WIFE VS. SECRETARY (1936) B/W 88m dir: Clarence Brown

w/Clark Gable, Jean Harlow, Myrna Loy, May Robson, Hobart Cavanaugh, James Stewart

From Variety's contemporary review of the film: "Here Jean Harlow is no siren. She is a perfectly competent secretary, very much in love with her job and her boss, but she does not go on the make for him. Myrna Loy, as the wife, is much in love with Clark Gable, and he with her. They are an ideal couple until his mother plants the seeds of suspicion, which are watered and fertilized by other women friends.

"The blow-off comes when Gable refuses to take his wife to Havana on a business trip, but has his secretary fly down with some important data on the deal he has gone to close. Loy calls up and Harlow answers the phone. Loy decides to go to Europe and forget it all.

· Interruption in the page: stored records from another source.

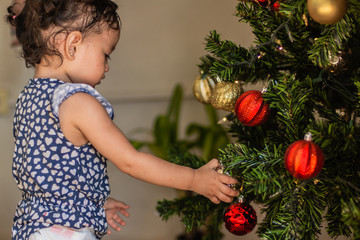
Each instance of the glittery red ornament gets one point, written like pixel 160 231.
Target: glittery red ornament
pixel 251 109
pixel 240 218
pixel 304 159
pixel 264 3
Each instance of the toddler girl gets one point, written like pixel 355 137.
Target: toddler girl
pixel 63 127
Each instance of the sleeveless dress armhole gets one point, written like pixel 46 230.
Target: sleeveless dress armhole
pixel 64 91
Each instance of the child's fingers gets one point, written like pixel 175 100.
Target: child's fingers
pixel 227 179
pixel 213 163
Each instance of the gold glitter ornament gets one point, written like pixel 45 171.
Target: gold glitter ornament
pixel 202 88
pixel 327 11
pixel 225 94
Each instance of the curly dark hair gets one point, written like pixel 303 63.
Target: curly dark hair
pixel 41 21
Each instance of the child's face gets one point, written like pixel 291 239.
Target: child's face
pixel 92 57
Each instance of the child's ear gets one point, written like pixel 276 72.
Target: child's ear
pixel 73 40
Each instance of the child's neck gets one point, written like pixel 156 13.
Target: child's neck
pixel 48 71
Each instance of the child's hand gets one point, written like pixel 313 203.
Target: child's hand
pixel 112 209
pixel 211 184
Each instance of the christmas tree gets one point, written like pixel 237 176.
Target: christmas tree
pixel 296 148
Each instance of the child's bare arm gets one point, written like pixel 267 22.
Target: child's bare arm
pixel 83 118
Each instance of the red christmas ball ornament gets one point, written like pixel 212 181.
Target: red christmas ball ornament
pixel 240 218
pixel 251 108
pixel 264 3
pixel 304 159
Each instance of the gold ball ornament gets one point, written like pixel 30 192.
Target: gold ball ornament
pixel 327 11
pixel 225 94
pixel 202 88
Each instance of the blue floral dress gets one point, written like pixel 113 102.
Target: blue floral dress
pixel 60 183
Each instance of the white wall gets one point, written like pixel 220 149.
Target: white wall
pixel 160 45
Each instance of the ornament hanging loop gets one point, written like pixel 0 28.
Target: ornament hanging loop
pixel 308 136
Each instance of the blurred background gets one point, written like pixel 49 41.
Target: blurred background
pixel 160 46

"The script [by Norman Krasna, Alice Duer Miller, and John Lee Mahin] has been excellently handled, with the dialog held to a naturalness seldom achieved on the screen.

"Gable gets a part which might have been tailored to his order and differentiates skillfully between his impulsive love for his wife and his friendly appreciation of his stenographer's merits. Loy gets a part which suits her, but it is Harlow who profits most. She clicks in every scene without going spectacular as to costume."